Lauren Sallan, ahli paleontologi dari Universitas Pennsylvania, meyakini bahwa kehidupan alien berbentuk mikroba - hanya karena begitu banyak cara untuk menjadi mikroba.
Dalam hal bila alien ternyata bersel banyak, katanya, berbagai hal menjadi lebih rumit. "Kita akan menyadari bahwa mereka melakukan aktivitas yang sama karena segalanya berfokus pada pengambilan energi atau mengonsumsi sesuatu untuk mendapatkan energi," ungkapnya. "Akan tetapi cara mereka melakukannya akan sangat tidak terduga."

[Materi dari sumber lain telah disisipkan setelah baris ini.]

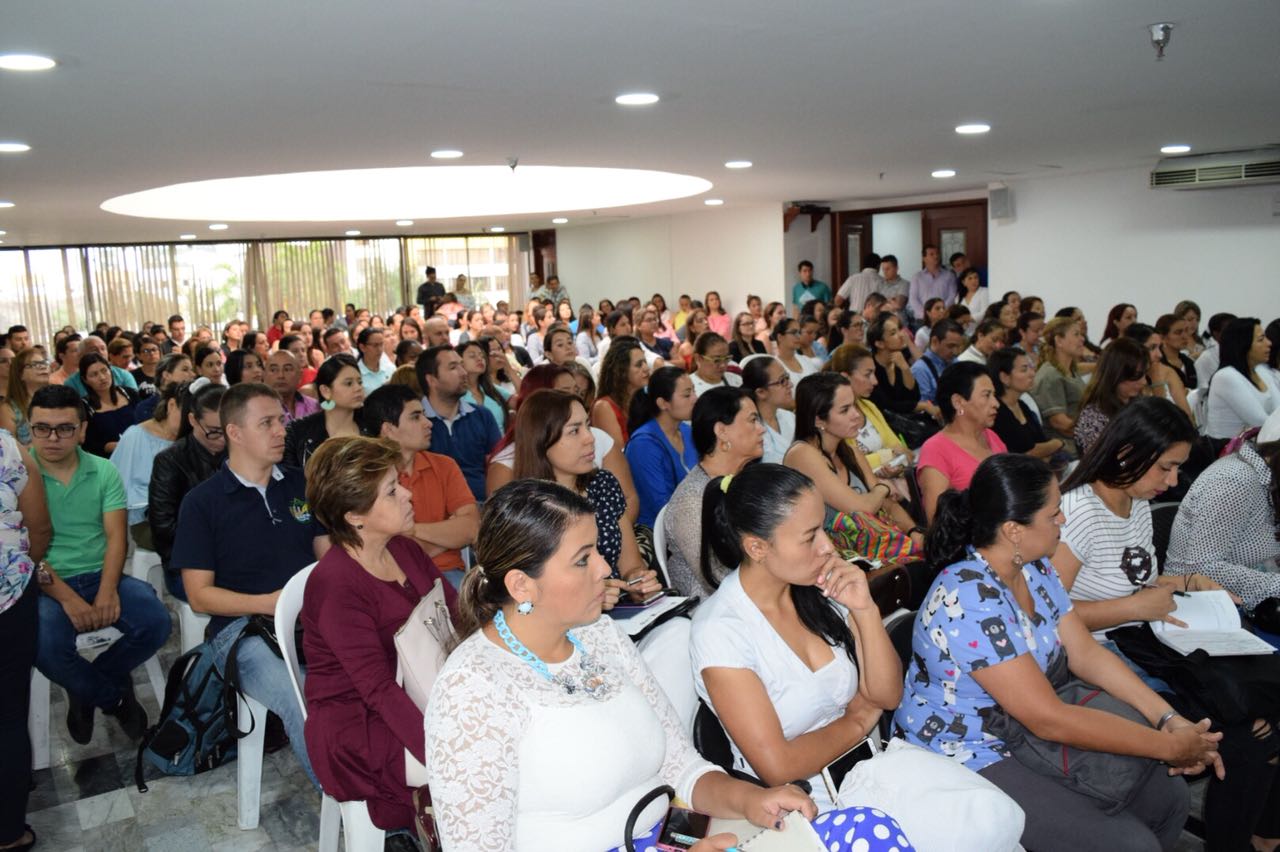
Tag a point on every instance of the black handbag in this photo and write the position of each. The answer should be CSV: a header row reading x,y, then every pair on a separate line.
x,y
1111,779
1229,690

"Kami benar-benar tidak tahu apa saja batasan kehidupan," ujar David Charbonneau, profesor astronomi di Universitas Harvard, yang menambahkan bahwa itulah mengapa kita perlu mengirimkan lebih banyak pesawat ruang angkasa untuk memeriksa satelit-satelit tersebut.
Maka itu, rencana untuk melakukannya menjadi kabar yang baik.

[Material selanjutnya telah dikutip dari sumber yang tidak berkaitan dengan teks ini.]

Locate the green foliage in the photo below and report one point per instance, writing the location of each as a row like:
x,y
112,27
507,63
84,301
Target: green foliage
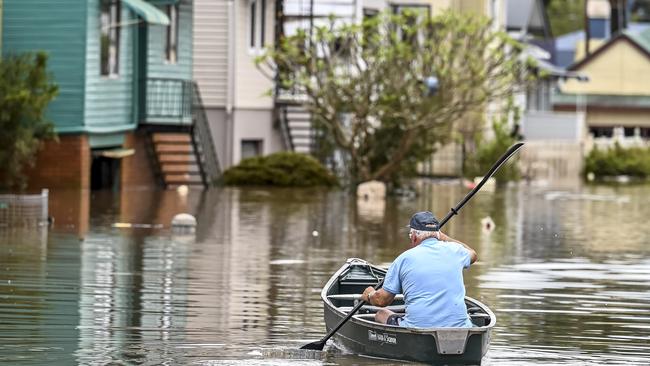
x,y
489,151
566,16
634,162
284,169
364,84
26,89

NASA mengumumkan pada musim panas ini bahwa misi Dragonfly akan diluncurkan pada tahun 2026 dan diperkirakan akan tiba di satelit Titan pada tahun 2034. Pesawat ruang angkasa itu akan mendaratkan sejenis robot berbentuk drone untuk mengeksplorasi puluhan lokasi yang menjanjikan dan mencari tanda-tanda kehidupan.

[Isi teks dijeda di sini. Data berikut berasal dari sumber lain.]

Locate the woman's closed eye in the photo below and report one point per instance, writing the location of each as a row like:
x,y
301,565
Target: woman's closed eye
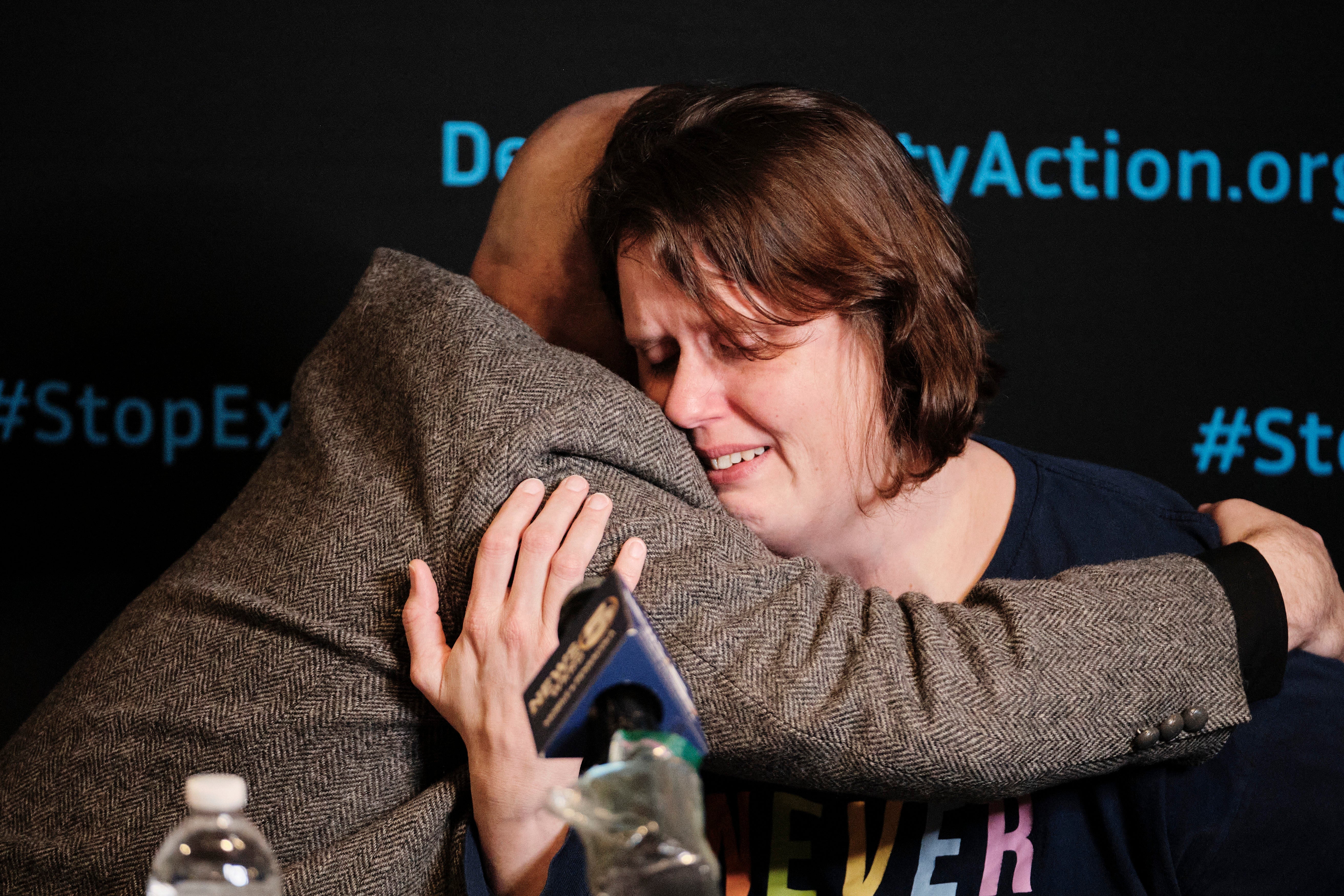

NASA juga tengah menjajaki kemungkinan untuk mengirim kapal selam otonom untuk meneliti lautan utara terbesar satelit Titan, Kraken Mare, yang membentang selebar 1.000 kilometer, dengan kedalaman diperkirakan 300 meter, seukuran dengan Great Lakes di Amerika Utara.
Ini akan menjadi pertama kalinya dilakukan eksplorasi laut di luar Bumi, dan hal ini juga dapat memberi gambaran seperti apa sebaiknya desain kapal selam masa depan untuk dapat mengeksplorasi perairan bawah permukaan Europa dan satelit lainnya.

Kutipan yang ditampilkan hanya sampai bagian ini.